Sara sorriu e falou com ironia.

- Desculpe, esqueci que você gosta de usar essa expressão: abalo psicológico.

O Dr. Haldenberg olhou-a descontente e prosseguiu:

- Você foi pedida em casamento e aceitou.

- Mas não me casei... - Ela fez questão de responder.

- Como considera um casamento com Grissom?

- Não sei. Ainda não pensei nisso, profundamente.

- No seu sonho, você me pareceu bem satisfeita.

- Sonhos... Não são reais – disse dando um leve tapa no ar, como se assim dissipasse fantasias incômodas.

- Às vezes, como no seu caso, é tudo o que se tem. Uma vez que você não se lembra, é a única maneira de entender o que seu subconsciente deseja. Me diga uma coisa, do que você pode se lembrar, Grissom já rejeitou você?

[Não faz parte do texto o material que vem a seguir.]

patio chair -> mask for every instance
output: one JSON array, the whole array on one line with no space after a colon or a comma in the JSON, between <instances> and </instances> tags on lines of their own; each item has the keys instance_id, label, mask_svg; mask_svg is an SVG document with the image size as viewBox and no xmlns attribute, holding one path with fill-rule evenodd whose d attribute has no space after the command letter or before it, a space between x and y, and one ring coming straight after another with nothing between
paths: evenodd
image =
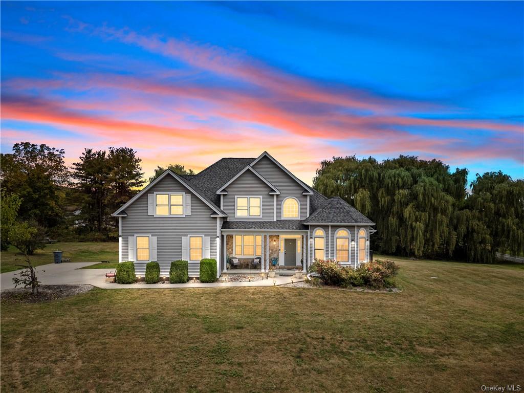
<instances>
[{"instance_id":1,"label":"patio chair","mask_svg":"<svg viewBox=\"0 0 524 393\"><path fill-rule=\"evenodd\" d=\"M253 266L254 269L258 269L262 263L262 257L255 257L253 259Z\"/></svg>"},{"instance_id":2,"label":"patio chair","mask_svg":"<svg viewBox=\"0 0 524 393\"><path fill-rule=\"evenodd\" d=\"M238 260L238 258L235 258L235 257L232 257L231 261L233 262L233 269L236 269L237 266L240 266L240 261Z\"/></svg>"}]
</instances>

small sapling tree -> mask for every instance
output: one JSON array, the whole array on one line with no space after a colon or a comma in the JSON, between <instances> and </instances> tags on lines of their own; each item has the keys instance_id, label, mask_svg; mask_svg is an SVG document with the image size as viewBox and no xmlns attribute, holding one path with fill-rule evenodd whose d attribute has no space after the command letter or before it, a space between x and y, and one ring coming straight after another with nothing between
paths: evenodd
<instances>
[{"instance_id":1,"label":"small sapling tree","mask_svg":"<svg viewBox=\"0 0 524 393\"><path fill-rule=\"evenodd\" d=\"M31 264L29 258L26 256L26 263L25 265L17 265L24 269L16 275L18 277L13 277L13 282L15 283L15 288L19 285L23 285L24 288L31 287L31 292L33 295L38 293L38 287L40 286L40 281L36 275L36 268ZM45 270L42 270L45 271Z\"/></svg>"}]
</instances>

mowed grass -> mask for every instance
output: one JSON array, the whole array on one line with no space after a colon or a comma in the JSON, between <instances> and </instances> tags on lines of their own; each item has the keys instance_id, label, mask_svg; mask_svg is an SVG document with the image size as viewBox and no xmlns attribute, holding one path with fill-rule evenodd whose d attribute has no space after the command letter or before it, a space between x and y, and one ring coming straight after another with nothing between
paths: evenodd
<instances>
[{"instance_id":1,"label":"mowed grass","mask_svg":"<svg viewBox=\"0 0 524 393\"><path fill-rule=\"evenodd\" d=\"M29 259L33 266L38 266L54 262L53 251L63 251L62 258L69 258L71 262L100 262L108 260L113 264L118 263L118 243L71 242L47 244L43 250L37 250ZM17 264L23 264L24 257L20 251L10 246L7 251L0 253L0 272L12 271L20 268ZM104 264L102 268L111 268ZM116 265L115 265L116 266Z\"/></svg>"},{"instance_id":2,"label":"mowed grass","mask_svg":"<svg viewBox=\"0 0 524 393\"><path fill-rule=\"evenodd\" d=\"M401 293L95 289L48 303L4 303L2 390L479 392L524 385L521 266L399 263Z\"/></svg>"}]
</instances>

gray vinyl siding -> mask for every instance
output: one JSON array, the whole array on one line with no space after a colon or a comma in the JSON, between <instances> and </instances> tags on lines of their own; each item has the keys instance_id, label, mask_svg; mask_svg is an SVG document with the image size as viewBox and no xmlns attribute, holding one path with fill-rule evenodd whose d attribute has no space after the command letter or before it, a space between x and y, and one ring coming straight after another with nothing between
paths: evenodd
<instances>
[{"instance_id":1,"label":"gray vinyl siding","mask_svg":"<svg viewBox=\"0 0 524 393\"><path fill-rule=\"evenodd\" d=\"M309 228L309 236L310 238L311 239L311 247L310 248L310 254L311 256L311 261L312 262L312 259L313 257L313 232L317 228L322 228L324 230L325 232L325 256L326 258L330 258L332 259L334 259L336 254L335 254L335 235L336 234L337 230L340 228L344 228L349 231L350 233L350 264L352 266L355 266L355 263L358 263L358 232L361 228L364 228L366 230L366 241L369 241L369 227L367 226L341 226L340 225L331 225L331 236L330 236L330 226L329 225L311 225ZM355 234L356 237L355 237ZM355 243L353 244L353 247L352 247L351 242L355 241ZM369 260L369 247L366 246L366 259L367 260Z\"/></svg>"},{"instance_id":2,"label":"gray vinyl siding","mask_svg":"<svg viewBox=\"0 0 524 393\"><path fill-rule=\"evenodd\" d=\"M222 210L230 221L272 221L275 216L275 196L269 195L271 189L250 171L246 171L230 184L223 196ZM235 217L235 199L236 195L261 196L260 217Z\"/></svg>"},{"instance_id":3,"label":"gray vinyl siding","mask_svg":"<svg viewBox=\"0 0 524 393\"><path fill-rule=\"evenodd\" d=\"M277 220L281 219L282 202L288 196L294 196L300 203L300 219L307 218L308 197L302 194L305 191L303 187L266 157L260 159L253 168L280 192L277 195Z\"/></svg>"},{"instance_id":4,"label":"gray vinyl siding","mask_svg":"<svg viewBox=\"0 0 524 393\"><path fill-rule=\"evenodd\" d=\"M147 195L155 192L183 192L191 194L191 214L185 217L154 217L147 214ZM128 236L136 234L157 236L157 259L160 275L168 276L171 262L182 258L182 237L203 235L210 237L210 255L216 257L216 217L213 210L172 176L163 178L148 192L126 209L127 217L122 219L122 260L128 258ZM135 272L143 276L145 263L135 263ZM199 263L192 263L190 276L198 277Z\"/></svg>"}]
</instances>

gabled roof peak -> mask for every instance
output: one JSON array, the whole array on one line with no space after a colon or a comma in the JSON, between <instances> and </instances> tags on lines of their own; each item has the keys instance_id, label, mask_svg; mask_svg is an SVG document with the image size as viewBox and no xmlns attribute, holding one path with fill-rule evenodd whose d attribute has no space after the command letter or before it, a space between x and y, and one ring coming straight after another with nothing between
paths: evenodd
<instances>
[{"instance_id":1,"label":"gabled roof peak","mask_svg":"<svg viewBox=\"0 0 524 393\"><path fill-rule=\"evenodd\" d=\"M255 176L260 179L262 181L265 183L269 188L271 189L273 191L270 192L269 193L272 194L279 195L280 192L278 190L278 189L275 187L273 184L267 181L261 174L257 172L255 169L254 169L250 165L247 165L245 168L244 168L242 170L237 173L234 177L233 177L231 180L226 183L225 184L222 185L220 188L219 188L217 191L217 194L227 194L227 192L225 190L226 187L229 185L230 184L233 183L235 180L238 179L243 173L245 173L246 171L250 171Z\"/></svg>"}]
</instances>

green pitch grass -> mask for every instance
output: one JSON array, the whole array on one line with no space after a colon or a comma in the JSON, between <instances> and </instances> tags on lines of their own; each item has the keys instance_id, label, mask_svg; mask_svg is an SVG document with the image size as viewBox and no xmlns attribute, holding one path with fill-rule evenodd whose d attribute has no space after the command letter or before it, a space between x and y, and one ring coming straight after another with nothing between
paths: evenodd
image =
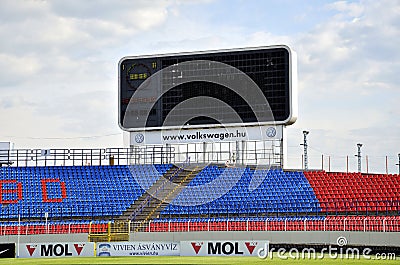
<instances>
[{"instance_id":1,"label":"green pitch grass","mask_svg":"<svg viewBox=\"0 0 400 265\"><path fill-rule=\"evenodd\" d=\"M31 258L31 259L2 259L1 264L373 264L373 265L392 265L400 264L397 260L347 260L330 259L259 259L257 257L85 257L85 258Z\"/></svg>"}]
</instances>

Ela respondeu que não, mas teve uma reação estranha e visivelmente desconfortável à palavra "rejeitou". O Dr. Haldenberg fez umas anotações e pediu que ela conversasse sobre isso, com Grissom.

Ela prometeu. Sara achava em seu íntimo, que aquele bla-bla-bla, não era útil, para ela. Mantinha a cabeça fechada, pois queria uma memória instantânea. Como ela não viesse, começava a se aborrecer, com as idas ao psiquiatra.

- Uma última pergunta: desde que você voltou pra casa, Grissom te infligiu dor?